Local Government Risks
Local governments also will face greater problems meeting the high union paychecks negotiated by union-controlled city councils, county boards, and school boards. Useful here is former Sen. John Moorlach’s tallies of the units with the least solvent budgets. In The Epoch Times he wrote last month, “COVID Lockdowns Dealt a Huge Blow to OC School Districts’ Financial Health.” Those in the worst shape: Santa Ana Unified, Los Alamitos Unified, and Newport-Mesa Unified.
For cities, in other reports he has done, the worse are: Oakland, Richmond, Berkeley, and Cathedral City. Also in trouble are San Francisco, Los Angeles, and San Jose. In Orange County, the worst is Costa Mesa, followed by Santa Ana. Last November, Costa Mesa voters rejected Moorlach’s bid to become mayor and fix their broken finances. Now, if my analysis of the SVB fallout plays out, they’re going to suffer the consequences.
California itself remains in limbo on an accurate picture of state finances, because the last Annual Comprehensive Financial Report for the state was for June 30, 2020—almost three years ago, in the depths of the pandemic. Incompetent Controller Betty Yee is gone. But her replacement, Malia M. Cohen, has yet to repair the damage. At this crucial time, Californians basically have no idea what condition their state finances are in.
Other states, of course, will be damaged by Biden’s socialist bank takeover; their start-ups also will be hurt. But at least Tennessee, Texas, and Florida don’t also impose a state income tax, let alone California’s confiscatory 13.3 percent top rate.
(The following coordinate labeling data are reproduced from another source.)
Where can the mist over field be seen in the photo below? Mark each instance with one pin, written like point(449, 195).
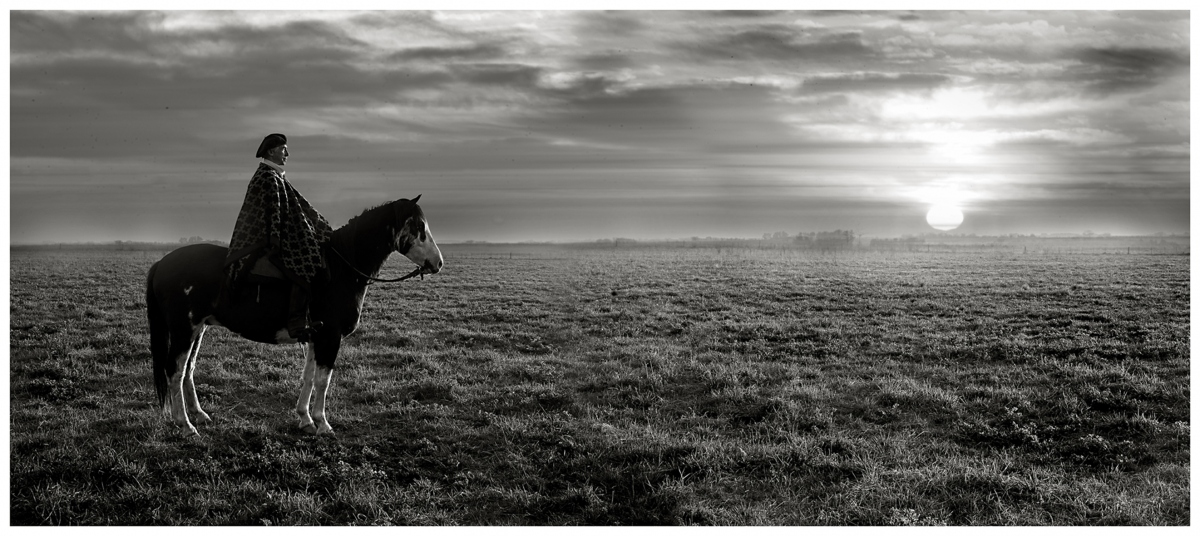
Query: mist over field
point(701, 268)
point(585, 125)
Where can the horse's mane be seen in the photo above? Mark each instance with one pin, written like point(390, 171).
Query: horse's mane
point(370, 216)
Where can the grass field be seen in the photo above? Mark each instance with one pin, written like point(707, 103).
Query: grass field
point(658, 386)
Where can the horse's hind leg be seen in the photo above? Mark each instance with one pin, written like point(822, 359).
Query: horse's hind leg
point(180, 348)
point(306, 380)
point(193, 402)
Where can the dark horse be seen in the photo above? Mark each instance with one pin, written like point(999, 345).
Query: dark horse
point(184, 287)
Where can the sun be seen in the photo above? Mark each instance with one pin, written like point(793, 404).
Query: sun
point(945, 217)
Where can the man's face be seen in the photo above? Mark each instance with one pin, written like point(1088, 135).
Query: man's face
point(279, 155)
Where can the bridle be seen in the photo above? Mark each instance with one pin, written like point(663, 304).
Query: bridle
point(370, 279)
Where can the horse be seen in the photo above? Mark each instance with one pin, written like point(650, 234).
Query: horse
point(184, 299)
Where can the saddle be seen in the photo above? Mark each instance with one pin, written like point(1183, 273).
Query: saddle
point(249, 285)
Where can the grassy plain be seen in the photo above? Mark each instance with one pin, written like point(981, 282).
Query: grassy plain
point(657, 386)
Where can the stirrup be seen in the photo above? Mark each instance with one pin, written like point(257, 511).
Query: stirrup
point(305, 333)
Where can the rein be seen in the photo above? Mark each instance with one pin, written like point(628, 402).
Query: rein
point(376, 279)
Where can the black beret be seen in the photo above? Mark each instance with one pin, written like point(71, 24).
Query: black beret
point(270, 142)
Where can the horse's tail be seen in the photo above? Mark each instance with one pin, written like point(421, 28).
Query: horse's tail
point(159, 337)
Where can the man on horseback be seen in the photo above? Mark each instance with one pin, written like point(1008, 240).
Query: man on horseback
point(280, 224)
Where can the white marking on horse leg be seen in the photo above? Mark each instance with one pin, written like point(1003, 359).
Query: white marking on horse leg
point(193, 402)
point(282, 337)
point(175, 395)
point(318, 410)
point(306, 378)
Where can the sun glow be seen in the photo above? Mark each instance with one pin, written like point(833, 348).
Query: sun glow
point(945, 217)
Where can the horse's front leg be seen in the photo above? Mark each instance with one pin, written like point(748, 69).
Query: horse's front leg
point(325, 351)
point(318, 411)
point(306, 383)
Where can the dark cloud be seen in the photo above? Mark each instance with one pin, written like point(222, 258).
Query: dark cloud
point(1110, 70)
point(605, 61)
point(610, 24)
point(783, 42)
point(873, 82)
point(744, 13)
point(471, 52)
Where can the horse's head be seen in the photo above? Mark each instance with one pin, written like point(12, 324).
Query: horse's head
point(414, 239)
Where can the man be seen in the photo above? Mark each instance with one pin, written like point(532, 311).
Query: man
point(277, 222)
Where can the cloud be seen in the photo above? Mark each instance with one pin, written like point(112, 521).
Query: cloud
point(1111, 70)
point(780, 42)
point(873, 82)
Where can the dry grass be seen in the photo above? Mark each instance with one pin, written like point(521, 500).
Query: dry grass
point(634, 387)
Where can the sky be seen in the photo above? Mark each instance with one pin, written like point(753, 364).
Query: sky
point(587, 125)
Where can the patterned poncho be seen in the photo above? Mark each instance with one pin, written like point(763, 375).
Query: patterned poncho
point(275, 215)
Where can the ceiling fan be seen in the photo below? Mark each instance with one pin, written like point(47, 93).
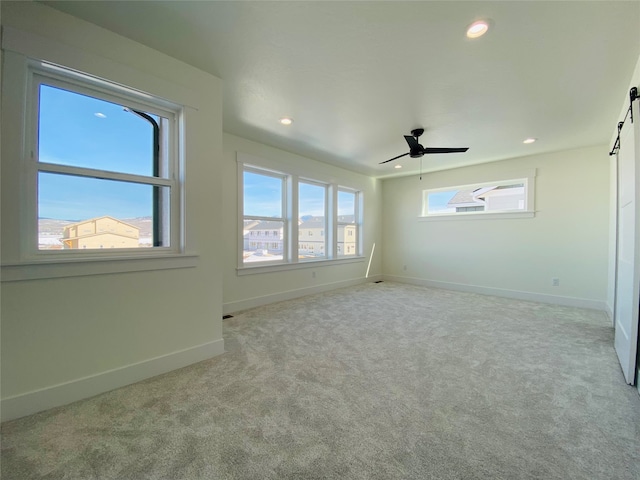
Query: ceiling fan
point(417, 151)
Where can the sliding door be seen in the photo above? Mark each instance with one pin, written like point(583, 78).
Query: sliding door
point(628, 258)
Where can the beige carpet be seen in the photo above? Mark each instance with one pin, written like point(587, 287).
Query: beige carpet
point(378, 381)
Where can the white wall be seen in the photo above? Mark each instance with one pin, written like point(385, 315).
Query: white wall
point(567, 238)
point(66, 338)
point(256, 289)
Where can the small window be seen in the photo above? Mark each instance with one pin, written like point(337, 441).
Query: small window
point(348, 223)
point(312, 209)
point(508, 196)
point(105, 168)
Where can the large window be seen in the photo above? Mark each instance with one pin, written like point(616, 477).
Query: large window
point(292, 220)
point(105, 171)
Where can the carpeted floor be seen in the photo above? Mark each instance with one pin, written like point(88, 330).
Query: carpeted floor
point(379, 381)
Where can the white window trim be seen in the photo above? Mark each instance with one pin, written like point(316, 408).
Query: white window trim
point(527, 178)
point(293, 177)
point(327, 189)
point(20, 263)
point(358, 204)
point(43, 73)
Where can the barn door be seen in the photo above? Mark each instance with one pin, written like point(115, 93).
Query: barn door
point(628, 260)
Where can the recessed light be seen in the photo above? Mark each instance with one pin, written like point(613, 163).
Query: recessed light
point(477, 29)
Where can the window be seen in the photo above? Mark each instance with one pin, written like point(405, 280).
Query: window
point(348, 222)
point(263, 209)
point(310, 217)
point(312, 211)
point(512, 196)
point(105, 171)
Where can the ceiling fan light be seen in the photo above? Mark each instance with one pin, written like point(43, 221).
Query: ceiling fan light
point(477, 29)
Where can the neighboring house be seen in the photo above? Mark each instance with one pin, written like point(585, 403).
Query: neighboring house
point(261, 236)
point(311, 237)
point(464, 201)
point(100, 232)
point(504, 197)
point(266, 237)
point(486, 199)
It’s ironic how, even as America is confronting Communist China, our free land is adopting the policies of this adversary. The New York Times reported March 14:
“At the annual gathering of China’s national legislature, which concluded on Monday, Mr. Xi introduced a series of sweeping changes to the country’s regulatory framework, allowing the party’s top leaders to assert more direct control over financial policy and bank regulation. Appointments for allies of Mr. Xi to key regulatory roles and additional shake-ups are expected in the coming days, further cementing the party’s oversight of the financial system.
“‘It’s very consistent with what Xi Jinping has been rolling out over the past 10 years,’ said Max Zenglein, chief economist at the Mercator Institute for China Studies in Berlin. ‘Whenever he’s confronted with a problem, the solution is greater centralization to the party.’
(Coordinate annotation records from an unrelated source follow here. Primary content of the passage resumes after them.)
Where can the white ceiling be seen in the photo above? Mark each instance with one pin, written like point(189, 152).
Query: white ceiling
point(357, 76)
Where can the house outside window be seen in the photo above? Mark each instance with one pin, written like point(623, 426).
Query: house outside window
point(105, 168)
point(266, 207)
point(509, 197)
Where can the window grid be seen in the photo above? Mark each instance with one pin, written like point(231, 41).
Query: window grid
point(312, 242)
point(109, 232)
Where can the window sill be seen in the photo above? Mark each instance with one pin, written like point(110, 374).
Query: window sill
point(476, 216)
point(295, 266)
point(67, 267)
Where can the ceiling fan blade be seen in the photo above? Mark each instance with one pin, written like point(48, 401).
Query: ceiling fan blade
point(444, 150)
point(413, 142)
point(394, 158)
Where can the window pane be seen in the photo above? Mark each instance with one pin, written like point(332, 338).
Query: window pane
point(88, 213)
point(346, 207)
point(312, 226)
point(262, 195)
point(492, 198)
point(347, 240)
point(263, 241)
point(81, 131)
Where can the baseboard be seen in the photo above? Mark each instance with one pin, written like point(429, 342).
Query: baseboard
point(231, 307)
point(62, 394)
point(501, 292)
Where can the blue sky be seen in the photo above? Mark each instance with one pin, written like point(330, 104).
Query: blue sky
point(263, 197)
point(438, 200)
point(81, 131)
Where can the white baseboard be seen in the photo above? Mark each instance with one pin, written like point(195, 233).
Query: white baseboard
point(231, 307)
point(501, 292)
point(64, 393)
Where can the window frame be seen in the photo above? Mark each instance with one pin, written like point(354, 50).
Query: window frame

“The moves were the latest evidence of how Mr. Xi continues to reshape China’s business climate, steering the world’s second-largest economy away from the free-market policies that underpinned its ascent. While past Chinese leaders sought to maintain a buffer between the party and the private sector, Mr. Xi has erased those lines and made clear that businesses are there to advance the party’s agenda.”
Sounds familiar, doesn’t it? Too familiar. I was fortunate to live through the great times when free market policies took hold, as noted above for America, and produced great growth and the Internet Revolution. Contemporaneous events were Deng Xiaoping’s market reforms in China, Margaret Thatcher’s in the United Kingdom, and the Solidarity movement in Poland. To quote Wordsworth, “Bliss was it in that dawn to be alive, But to be young was very Heaven!”
This current folly too shall pass. Freedom lives in the breast of every man and one day again will triumph.
Views expressed in this article are the opinions of the author and do not necessarily reflect the views of The Epoch Times.